Le vote de l’ours blanc

A quelques encablures maintenant d’une échéance qui ne changera pas grand choses à nos existences, malheureusement, il y a quelque chose de malaisant dans une une campagne épuisée pendant qu’une vraie guerre qui ne dit rien de bon a éclaté près de chez nous, faisant oublier les autres guerres qui ne cessent de se tenir ailleurs, et faisant passer celle menée contre un virus comme une arnaque verbale.
Nos grands dossiers ressemblent soudain plus encore à des petits problèmes pour peu qu’on fasse la liste de ces dossiers traités par-dessus la jambe et qui disent une société française des malaises et des oublis.
Pas une strate de la population n’est épargnée.
Les enfants, les lycéens, les étudiants, les jeunes adultes, les midlle of life, les quinquas, les seniors.
Les « issues et issus » de minorités, les moins riches que d’autres, les abandonnés.
Côté pro, pas mieux : les sans-emplois, les avec, les boites qui trouvent pas de salariés, les métiers de l’aide qui sont au plus mal, les cadres qui pètent des câbles.
Et le caillou bleu, qui est comme nous finalement : puisque ça se réchauffe, d’abord, ça se refroidit. On sait qui sera le plus fort à la fin.

Il fait très froid dans notre démocratie qui en est de moins en moins une à mesure que comme partout, l’impérialisme des hommes force les frontières fragiles des pays qui, ne l’oublions pas, pour certains, ont été tracés à la craie.
A quelques encablures donc d’une élection présidentielle qui cache juste l’élection suivante laquelle donnera à un gouvernement les moyens de mettre ses idées si tenté est que ce soient des idées, je veux juste lancer une alerte.
Ne votez pas pour ces candidats qui prônent le repli sur soi. Ni pour ceux qui annoncent des baisses d’impôts. Ni pour ceux qui parlent économies.

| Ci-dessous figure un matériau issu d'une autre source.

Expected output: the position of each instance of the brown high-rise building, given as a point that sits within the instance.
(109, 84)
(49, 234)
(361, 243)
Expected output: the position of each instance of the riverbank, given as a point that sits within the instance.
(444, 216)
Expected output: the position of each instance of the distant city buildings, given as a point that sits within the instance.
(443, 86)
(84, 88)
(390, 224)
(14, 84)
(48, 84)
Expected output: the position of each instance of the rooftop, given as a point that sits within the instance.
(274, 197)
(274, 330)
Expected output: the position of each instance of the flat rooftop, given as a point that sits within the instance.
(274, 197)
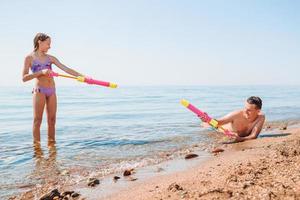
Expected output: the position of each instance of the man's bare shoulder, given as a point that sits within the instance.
(236, 113)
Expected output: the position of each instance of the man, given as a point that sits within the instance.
(247, 123)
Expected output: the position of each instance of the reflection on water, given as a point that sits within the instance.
(46, 168)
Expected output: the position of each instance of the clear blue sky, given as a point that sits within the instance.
(158, 42)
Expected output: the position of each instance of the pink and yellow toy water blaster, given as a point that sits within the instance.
(205, 118)
(86, 80)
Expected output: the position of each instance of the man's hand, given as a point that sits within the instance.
(237, 138)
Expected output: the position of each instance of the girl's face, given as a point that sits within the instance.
(44, 46)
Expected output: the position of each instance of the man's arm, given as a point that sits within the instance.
(255, 131)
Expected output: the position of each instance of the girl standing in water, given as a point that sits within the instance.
(39, 62)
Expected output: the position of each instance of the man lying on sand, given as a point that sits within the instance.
(247, 123)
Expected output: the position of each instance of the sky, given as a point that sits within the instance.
(158, 42)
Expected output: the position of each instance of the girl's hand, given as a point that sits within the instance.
(204, 118)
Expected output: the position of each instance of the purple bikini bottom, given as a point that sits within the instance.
(44, 90)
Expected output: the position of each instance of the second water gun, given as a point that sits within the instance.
(205, 118)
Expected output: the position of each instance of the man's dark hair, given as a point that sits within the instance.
(256, 101)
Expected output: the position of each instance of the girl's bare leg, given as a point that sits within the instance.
(51, 106)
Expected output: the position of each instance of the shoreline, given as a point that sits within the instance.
(265, 168)
(157, 179)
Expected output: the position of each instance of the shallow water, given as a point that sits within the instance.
(111, 129)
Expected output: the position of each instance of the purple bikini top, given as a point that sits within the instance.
(38, 65)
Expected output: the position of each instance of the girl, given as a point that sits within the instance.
(44, 91)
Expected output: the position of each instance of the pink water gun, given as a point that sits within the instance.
(86, 80)
(205, 118)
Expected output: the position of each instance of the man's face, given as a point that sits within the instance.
(251, 111)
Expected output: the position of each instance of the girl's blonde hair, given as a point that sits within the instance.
(39, 37)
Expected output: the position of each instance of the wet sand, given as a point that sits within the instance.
(265, 168)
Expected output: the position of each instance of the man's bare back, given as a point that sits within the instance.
(246, 124)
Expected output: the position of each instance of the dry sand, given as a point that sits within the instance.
(265, 168)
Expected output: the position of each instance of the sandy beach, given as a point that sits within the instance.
(265, 168)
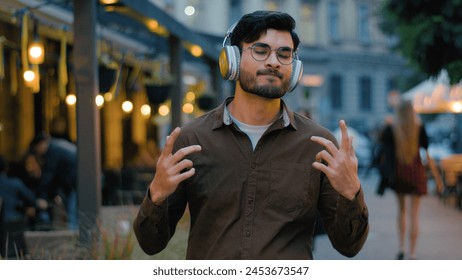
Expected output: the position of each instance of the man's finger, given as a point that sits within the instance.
(346, 141)
(168, 147)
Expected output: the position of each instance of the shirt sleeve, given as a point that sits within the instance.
(154, 224)
(346, 222)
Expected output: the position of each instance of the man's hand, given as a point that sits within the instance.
(341, 163)
(169, 169)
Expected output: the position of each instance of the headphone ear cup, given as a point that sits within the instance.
(229, 62)
(297, 71)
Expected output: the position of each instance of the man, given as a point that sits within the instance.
(252, 172)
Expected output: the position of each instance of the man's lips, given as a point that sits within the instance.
(270, 73)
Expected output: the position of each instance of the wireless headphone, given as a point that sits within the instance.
(230, 57)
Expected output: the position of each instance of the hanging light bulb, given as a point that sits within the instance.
(127, 106)
(36, 51)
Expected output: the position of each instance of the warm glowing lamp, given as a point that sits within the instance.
(36, 52)
(99, 100)
(127, 106)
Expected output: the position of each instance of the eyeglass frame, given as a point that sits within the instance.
(293, 52)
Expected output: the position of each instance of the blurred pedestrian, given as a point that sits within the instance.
(18, 204)
(58, 178)
(403, 139)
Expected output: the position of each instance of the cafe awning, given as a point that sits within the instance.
(436, 96)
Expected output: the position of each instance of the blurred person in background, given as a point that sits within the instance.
(58, 176)
(403, 138)
(19, 203)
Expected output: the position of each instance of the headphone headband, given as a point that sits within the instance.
(230, 58)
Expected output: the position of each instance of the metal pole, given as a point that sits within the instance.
(88, 124)
(176, 91)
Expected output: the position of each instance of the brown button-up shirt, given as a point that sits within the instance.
(254, 204)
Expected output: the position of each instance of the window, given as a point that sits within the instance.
(334, 21)
(335, 91)
(365, 94)
(308, 21)
(363, 24)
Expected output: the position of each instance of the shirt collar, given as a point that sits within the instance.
(287, 116)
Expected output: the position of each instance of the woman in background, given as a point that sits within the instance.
(405, 136)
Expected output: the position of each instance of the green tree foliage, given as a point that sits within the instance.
(429, 34)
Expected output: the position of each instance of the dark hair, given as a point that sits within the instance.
(41, 136)
(251, 26)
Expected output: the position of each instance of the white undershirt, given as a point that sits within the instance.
(254, 132)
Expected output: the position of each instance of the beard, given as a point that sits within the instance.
(248, 83)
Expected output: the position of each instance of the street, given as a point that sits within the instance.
(440, 228)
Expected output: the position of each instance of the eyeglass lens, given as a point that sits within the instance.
(261, 52)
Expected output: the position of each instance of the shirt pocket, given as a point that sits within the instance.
(290, 189)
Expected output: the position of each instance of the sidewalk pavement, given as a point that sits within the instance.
(440, 228)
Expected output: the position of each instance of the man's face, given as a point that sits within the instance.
(268, 78)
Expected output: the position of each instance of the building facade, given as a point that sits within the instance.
(349, 66)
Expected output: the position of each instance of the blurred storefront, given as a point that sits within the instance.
(144, 86)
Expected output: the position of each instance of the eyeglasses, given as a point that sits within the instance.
(261, 52)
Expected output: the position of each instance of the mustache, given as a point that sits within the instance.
(270, 71)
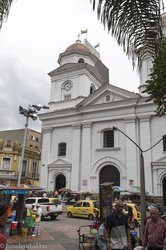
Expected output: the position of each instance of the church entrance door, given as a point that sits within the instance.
(164, 190)
(109, 173)
(60, 182)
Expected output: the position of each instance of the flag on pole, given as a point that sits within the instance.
(97, 45)
(84, 31)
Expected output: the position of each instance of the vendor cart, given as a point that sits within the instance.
(87, 237)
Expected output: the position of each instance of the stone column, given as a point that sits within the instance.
(76, 147)
(45, 157)
(145, 142)
(86, 156)
(132, 153)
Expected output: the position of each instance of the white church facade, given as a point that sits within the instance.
(80, 148)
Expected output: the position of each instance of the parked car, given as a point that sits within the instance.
(84, 209)
(48, 208)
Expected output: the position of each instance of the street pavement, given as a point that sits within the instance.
(60, 234)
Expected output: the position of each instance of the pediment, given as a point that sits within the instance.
(100, 95)
(59, 163)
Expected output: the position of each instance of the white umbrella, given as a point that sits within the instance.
(118, 189)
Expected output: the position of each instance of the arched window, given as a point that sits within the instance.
(92, 89)
(108, 138)
(62, 149)
(81, 60)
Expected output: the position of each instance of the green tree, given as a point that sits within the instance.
(137, 27)
(156, 85)
(135, 24)
(4, 10)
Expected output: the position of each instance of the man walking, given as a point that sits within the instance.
(155, 231)
(37, 220)
(117, 226)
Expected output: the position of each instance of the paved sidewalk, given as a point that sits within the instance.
(59, 240)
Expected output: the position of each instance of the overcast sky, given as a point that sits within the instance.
(32, 38)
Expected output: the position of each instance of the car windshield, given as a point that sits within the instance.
(96, 204)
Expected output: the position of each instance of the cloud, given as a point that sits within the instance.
(20, 85)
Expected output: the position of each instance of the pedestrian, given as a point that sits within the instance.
(102, 236)
(118, 228)
(37, 221)
(29, 220)
(96, 223)
(3, 218)
(155, 231)
(2, 242)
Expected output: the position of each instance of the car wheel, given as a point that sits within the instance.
(53, 216)
(69, 214)
(42, 217)
(136, 223)
(90, 216)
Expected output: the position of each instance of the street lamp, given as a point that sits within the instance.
(30, 112)
(142, 182)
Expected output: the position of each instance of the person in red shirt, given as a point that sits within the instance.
(2, 242)
(155, 231)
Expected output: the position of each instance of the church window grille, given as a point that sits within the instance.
(24, 167)
(107, 98)
(6, 163)
(164, 143)
(108, 138)
(34, 170)
(62, 149)
(67, 97)
(81, 60)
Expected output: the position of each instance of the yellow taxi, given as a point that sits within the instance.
(136, 213)
(84, 209)
(56, 201)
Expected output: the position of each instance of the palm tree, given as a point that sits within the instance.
(135, 24)
(4, 10)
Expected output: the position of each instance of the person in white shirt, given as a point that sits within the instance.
(37, 221)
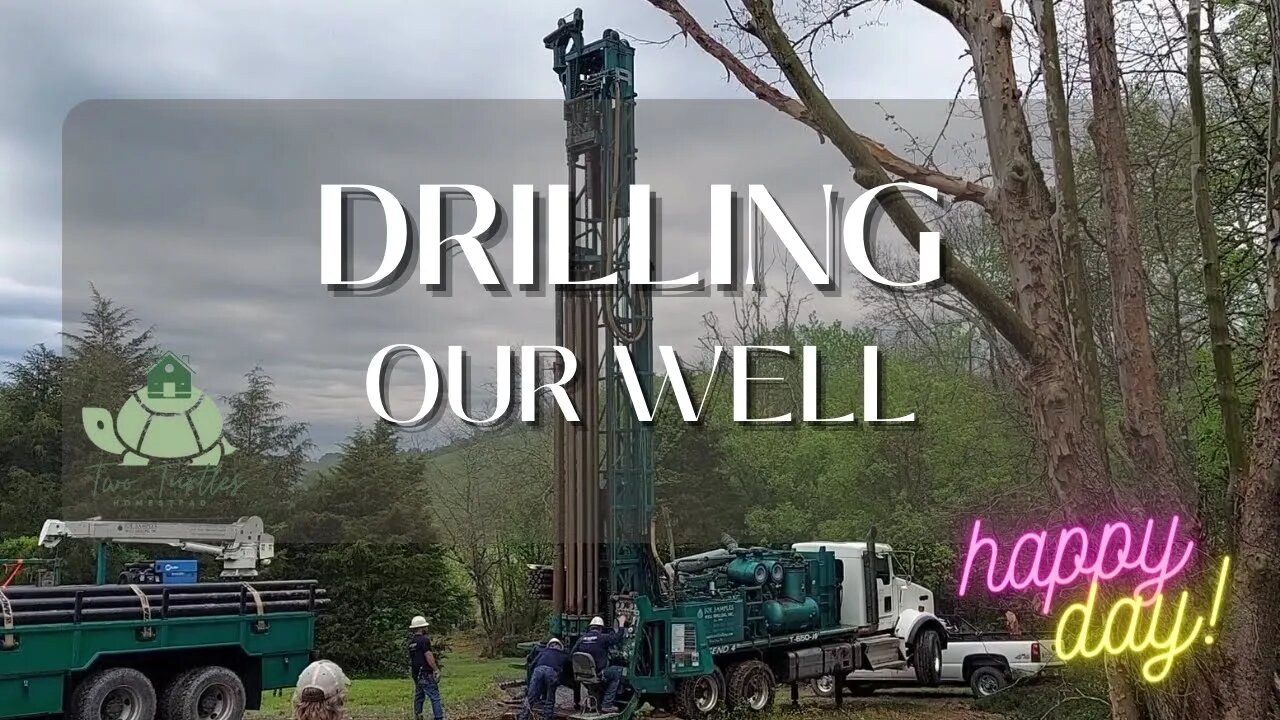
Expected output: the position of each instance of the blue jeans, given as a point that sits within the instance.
(426, 688)
(612, 680)
(542, 689)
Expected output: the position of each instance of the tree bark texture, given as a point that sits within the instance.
(1143, 425)
(1020, 205)
(1253, 625)
(1068, 213)
(1219, 328)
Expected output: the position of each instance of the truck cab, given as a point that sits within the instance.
(877, 593)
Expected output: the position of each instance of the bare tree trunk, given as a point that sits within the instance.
(1143, 428)
(1219, 329)
(1274, 159)
(1020, 206)
(1255, 625)
(1068, 213)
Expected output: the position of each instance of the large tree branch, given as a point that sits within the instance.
(869, 172)
(950, 185)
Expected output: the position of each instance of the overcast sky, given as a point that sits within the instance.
(315, 345)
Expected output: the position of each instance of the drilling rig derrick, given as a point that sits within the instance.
(604, 463)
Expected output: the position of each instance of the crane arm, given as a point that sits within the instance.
(242, 546)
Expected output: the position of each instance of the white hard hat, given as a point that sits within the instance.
(325, 677)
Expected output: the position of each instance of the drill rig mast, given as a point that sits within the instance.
(604, 474)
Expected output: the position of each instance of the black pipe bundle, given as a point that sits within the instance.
(76, 604)
(45, 616)
(173, 600)
(16, 593)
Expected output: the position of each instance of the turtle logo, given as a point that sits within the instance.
(167, 419)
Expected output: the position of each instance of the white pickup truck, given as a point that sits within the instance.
(986, 661)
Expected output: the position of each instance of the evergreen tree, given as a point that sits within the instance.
(270, 450)
(371, 545)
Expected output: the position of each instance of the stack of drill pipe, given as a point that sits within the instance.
(69, 604)
(577, 495)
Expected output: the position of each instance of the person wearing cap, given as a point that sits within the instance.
(321, 692)
(549, 666)
(597, 642)
(425, 668)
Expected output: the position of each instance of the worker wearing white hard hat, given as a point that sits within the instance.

Ils sont des escrocs. Ils sont des fossoyeurs.
Le repli sur soi est un déni de réalité.
Les baisses d’impôts l’assurance d’une cassure plus grande encore de ce qui est de la responsabilité de l’état français : l’éducation, le soin, la justice.
Les économies sont un mot indécent quand sans aller très loin, on regarde qui paie le quoi qu’il en coûte et qui s’est enrichi.

Depuis que je suis en âge de voter, je me suis toujours efforcé de « voter pour ». Je ne vais pas me dérober cette fois encore même si force est de constater que plus ça va et moins je suis dans les bons camps. Il m’est arrivé d’être majoritaire, mais c’était y’a longtemps. Je suis de plus en plus minoritaire, quand on ne me dit pas que je suis nul.  Blanc est pourtant une belle couleur. Un beau projet.

Je pensais ne pas aller voter cette fois. Je pense toujours que je ne devrais pas voter tellement on se fiche de nous et de nos tronches. Je vais pourtant aller voter. Parce qu’au détour d’une baguenaude sur le net, fort à propos, une internaute que les femmes s’étaient battues pour obtenir le droit de vote, et parce que au-delà du féminisme, tout simplement, l’Humain s’est toujours battu pour obtenir des conquêtes sociales dont même les plus virulents profitent sans vergogne, la mémoire bien courte.

Cette élection ne changera pas la face du monde. Cela fait belle lurette que petit pays qui joue au grand ne pèse pas bien lourd. Mais par politesse, à l’histoire, à maintenant, à demain, voter prend un sens qui ne relève plus du « devoir civique » mais bien du droit. Nous avons des droits. Et mon petit doigt me dit qu’il va falloir batailler pour que un à un, ils ne fondent pas comme une banquise aux abois.

Au moment de voter, ou pas, pensez à l’ours blanc qui dérive affamé sur un morceau de glace. Il a faim. Il est seul. Il est dangereux. Il est en survie.